After the war, Horenstein returned to Europe where he began to build a post-war career. This included concert dates in Germany. But Horenstein's relationship with the country was irredeemably damaged. He wrote,
"…it is clear, that under no circumstances can I live in Germany except in a luxury hotel and working as a 'guest' for a week, a month or longer, but only as a guest and not otherwise."²
It was thus in Britain where Horenstein made his most significant mark following the war. In 1959, he conducted a now famous performance of Mahler's 8th symphony with the London Symphony Orchestra in the Royal Albert Hall, which greatly encouraged the British enthusiasm for Mahler². Indeed Horenstein is sometimes credited as the man who introduced Mahler to Britain.
Except for a period with Vox, Horenstein was not under contract to any of the major recording companies during his lifetime.
His commercial recordings break down into four periods. The first, the early German recordings from 1928-29 and the second, his mono recordings made for Vox in the 1950s.

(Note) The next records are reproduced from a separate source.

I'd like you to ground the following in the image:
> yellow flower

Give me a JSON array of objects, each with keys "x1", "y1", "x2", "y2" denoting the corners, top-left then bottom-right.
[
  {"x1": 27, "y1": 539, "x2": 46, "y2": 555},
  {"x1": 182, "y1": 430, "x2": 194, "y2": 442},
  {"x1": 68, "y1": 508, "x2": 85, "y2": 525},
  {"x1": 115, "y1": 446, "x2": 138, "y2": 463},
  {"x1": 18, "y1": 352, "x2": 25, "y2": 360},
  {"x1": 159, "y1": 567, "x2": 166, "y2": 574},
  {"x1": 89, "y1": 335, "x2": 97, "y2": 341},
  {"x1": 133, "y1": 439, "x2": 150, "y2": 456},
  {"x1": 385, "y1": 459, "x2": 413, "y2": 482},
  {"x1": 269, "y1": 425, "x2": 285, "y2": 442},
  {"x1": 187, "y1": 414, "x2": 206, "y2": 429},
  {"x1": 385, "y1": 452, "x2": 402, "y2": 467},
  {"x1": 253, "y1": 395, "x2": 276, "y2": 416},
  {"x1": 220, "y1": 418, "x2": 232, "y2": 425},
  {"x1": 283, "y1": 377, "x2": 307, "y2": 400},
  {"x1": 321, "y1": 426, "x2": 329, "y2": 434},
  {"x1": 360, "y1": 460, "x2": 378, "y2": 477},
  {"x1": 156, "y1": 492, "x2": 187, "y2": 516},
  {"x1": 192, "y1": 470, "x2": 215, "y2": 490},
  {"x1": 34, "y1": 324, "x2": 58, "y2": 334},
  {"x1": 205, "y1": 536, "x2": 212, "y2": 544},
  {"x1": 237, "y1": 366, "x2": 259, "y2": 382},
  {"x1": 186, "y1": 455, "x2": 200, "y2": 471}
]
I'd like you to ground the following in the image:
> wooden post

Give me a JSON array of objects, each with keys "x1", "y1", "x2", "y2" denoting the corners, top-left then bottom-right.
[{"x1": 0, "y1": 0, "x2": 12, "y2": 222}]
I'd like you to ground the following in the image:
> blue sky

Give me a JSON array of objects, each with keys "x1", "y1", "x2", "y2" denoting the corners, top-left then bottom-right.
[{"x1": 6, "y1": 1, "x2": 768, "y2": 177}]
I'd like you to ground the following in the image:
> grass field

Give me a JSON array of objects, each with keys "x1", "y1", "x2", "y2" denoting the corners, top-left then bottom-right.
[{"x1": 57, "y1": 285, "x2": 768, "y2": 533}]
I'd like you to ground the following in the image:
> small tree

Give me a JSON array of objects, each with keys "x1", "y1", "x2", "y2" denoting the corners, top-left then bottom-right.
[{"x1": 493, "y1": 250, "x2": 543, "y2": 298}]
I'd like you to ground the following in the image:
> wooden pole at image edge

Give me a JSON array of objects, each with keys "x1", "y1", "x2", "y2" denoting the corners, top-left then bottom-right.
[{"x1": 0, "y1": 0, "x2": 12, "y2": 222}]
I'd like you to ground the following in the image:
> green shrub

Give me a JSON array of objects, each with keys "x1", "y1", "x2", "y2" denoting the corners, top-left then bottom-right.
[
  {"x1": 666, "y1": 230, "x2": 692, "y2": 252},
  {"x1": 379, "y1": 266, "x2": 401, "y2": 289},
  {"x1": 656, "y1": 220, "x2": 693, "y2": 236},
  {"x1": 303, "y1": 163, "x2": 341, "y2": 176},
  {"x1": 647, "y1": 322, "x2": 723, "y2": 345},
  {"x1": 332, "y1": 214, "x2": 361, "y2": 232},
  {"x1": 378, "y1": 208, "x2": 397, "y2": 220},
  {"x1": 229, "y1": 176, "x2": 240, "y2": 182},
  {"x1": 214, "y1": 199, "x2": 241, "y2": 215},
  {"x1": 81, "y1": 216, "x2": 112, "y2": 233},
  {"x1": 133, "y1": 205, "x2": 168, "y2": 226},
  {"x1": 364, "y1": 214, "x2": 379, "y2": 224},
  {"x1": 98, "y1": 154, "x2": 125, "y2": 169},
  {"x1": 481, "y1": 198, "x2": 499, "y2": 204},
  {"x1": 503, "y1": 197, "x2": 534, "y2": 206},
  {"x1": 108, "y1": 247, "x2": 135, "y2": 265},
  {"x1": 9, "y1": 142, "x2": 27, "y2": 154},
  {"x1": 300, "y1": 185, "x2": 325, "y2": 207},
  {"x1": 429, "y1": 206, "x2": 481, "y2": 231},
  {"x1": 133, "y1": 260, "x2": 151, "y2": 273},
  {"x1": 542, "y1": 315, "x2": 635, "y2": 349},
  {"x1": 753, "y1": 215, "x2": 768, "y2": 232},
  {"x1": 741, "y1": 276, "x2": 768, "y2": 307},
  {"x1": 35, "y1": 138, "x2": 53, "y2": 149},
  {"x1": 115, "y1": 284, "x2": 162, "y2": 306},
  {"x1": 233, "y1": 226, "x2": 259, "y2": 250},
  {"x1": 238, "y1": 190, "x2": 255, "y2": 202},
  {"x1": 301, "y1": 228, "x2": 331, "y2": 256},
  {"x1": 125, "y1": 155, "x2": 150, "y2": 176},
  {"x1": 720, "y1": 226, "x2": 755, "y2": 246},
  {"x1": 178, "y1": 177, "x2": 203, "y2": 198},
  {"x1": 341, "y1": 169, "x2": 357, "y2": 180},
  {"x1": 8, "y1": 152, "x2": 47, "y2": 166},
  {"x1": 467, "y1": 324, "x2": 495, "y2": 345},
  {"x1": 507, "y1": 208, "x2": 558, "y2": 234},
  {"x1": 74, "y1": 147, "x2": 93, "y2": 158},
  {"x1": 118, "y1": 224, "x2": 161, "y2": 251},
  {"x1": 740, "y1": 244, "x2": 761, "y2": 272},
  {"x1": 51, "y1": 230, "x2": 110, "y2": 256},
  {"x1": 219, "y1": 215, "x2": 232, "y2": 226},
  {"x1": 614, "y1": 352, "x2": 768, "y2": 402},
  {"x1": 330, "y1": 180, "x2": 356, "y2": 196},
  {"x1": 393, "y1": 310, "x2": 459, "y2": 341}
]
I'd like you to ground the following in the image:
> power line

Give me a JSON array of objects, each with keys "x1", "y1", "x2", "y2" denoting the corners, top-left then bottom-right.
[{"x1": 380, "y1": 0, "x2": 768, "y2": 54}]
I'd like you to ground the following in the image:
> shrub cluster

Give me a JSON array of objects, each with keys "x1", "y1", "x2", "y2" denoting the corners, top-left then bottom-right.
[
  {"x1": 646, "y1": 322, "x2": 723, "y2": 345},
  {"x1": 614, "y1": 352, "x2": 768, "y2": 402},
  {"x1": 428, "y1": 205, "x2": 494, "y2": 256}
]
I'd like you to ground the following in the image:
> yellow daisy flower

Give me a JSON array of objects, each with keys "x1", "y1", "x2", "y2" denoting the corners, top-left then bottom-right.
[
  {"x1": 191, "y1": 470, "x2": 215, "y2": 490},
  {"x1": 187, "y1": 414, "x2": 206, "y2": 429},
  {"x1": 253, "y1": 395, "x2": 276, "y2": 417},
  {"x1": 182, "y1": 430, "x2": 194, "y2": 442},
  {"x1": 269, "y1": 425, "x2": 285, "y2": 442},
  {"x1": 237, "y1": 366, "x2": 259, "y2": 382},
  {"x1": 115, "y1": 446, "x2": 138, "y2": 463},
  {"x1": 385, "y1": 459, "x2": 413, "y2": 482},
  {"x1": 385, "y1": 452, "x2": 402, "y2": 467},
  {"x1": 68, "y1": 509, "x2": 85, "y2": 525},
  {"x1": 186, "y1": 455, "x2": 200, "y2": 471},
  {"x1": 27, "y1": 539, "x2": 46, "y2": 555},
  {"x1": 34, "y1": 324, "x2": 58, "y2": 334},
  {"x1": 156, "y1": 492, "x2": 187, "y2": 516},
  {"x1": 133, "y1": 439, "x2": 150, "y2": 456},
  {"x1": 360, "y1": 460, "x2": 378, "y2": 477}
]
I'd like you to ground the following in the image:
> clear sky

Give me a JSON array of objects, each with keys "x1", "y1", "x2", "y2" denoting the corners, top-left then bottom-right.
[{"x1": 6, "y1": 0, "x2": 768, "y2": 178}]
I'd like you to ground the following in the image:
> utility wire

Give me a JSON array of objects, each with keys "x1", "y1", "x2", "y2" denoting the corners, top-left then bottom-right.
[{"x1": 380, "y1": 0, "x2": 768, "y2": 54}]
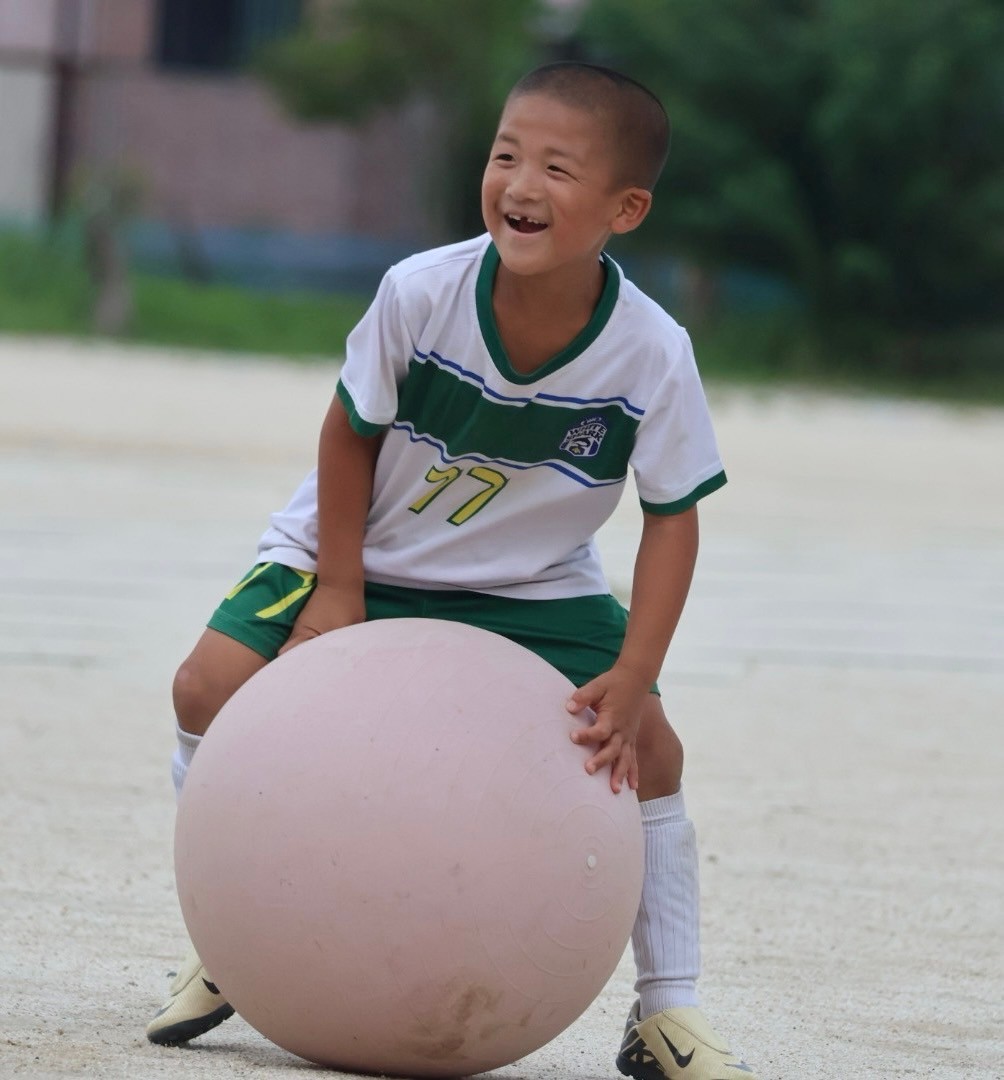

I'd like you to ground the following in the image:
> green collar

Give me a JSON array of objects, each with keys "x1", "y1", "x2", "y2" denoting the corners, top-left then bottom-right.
[{"x1": 475, "y1": 242, "x2": 620, "y2": 384}]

Then come the more modern, stereo recordings made in the 1960s by RCA for Readers Digest and lastly, the recordings for Unicorn Records from 1969.
The Reader's Digest recordings (packaged in boxed sets with lurid titles like The World's Favorite Concertos and available only to subscribers of the magazine) were, nevertheless, made to very high artistic and technical standards which is fortunate, because they remain the only serious recording work that Horenstein was offered for most of the sixties.
Horenstein's collaboration with Unicorn Records resulted in the only commercial recordings he made during his last years. It is the Unicorn Records recording of Mahler's 3rd symphony which is the subject of this page.
Jascha Horenstein died in London in 1973.
1. From Friedrich Nietzsche's Also sprach Zarathustra: the "Midnight Song" set by Mahler in the 4th movement of his symphony no. 3.
2. Jascha Horenstein. Horenstein, M. http://www.classical.net/music/performer/horenstein/index.php ; further clarified in some private correspondence.
3. Classical music places extreme requirements on the CD-4 process because the assymetry between the front and rear channels requires that very significant information is carried in the FM channels.
4. The photographs of Horenstein with the LSO during the Mahler 3 recording were taken by John Goldsmith.
5. Bob Auger's obituary in The Independent newspaper includes the comment: “One of his best recordings for Unicorn is widely regarded as Horenstein's Mahler Third, reputedly the first commercial multi-track Dolby A recording on one-inch tape.”
6. Interview - John Wright, John and Gwen Crabbe talk to Jerry Bruck (Post Horn Recordings). Studio Sound December 1970. This article reveals that the original Mahler 3 session was conceived, from the outset, as a quadraphonic project.......
[The] eight-track 25 mm master was taped on Scully equipment with one Neve desk for channel balancing and another for monitoring. Four Tannoy/Lockwood loudspeakers were positioned in the control room corners, the rear units relaying sound from microphones positioned to capture hall ambience.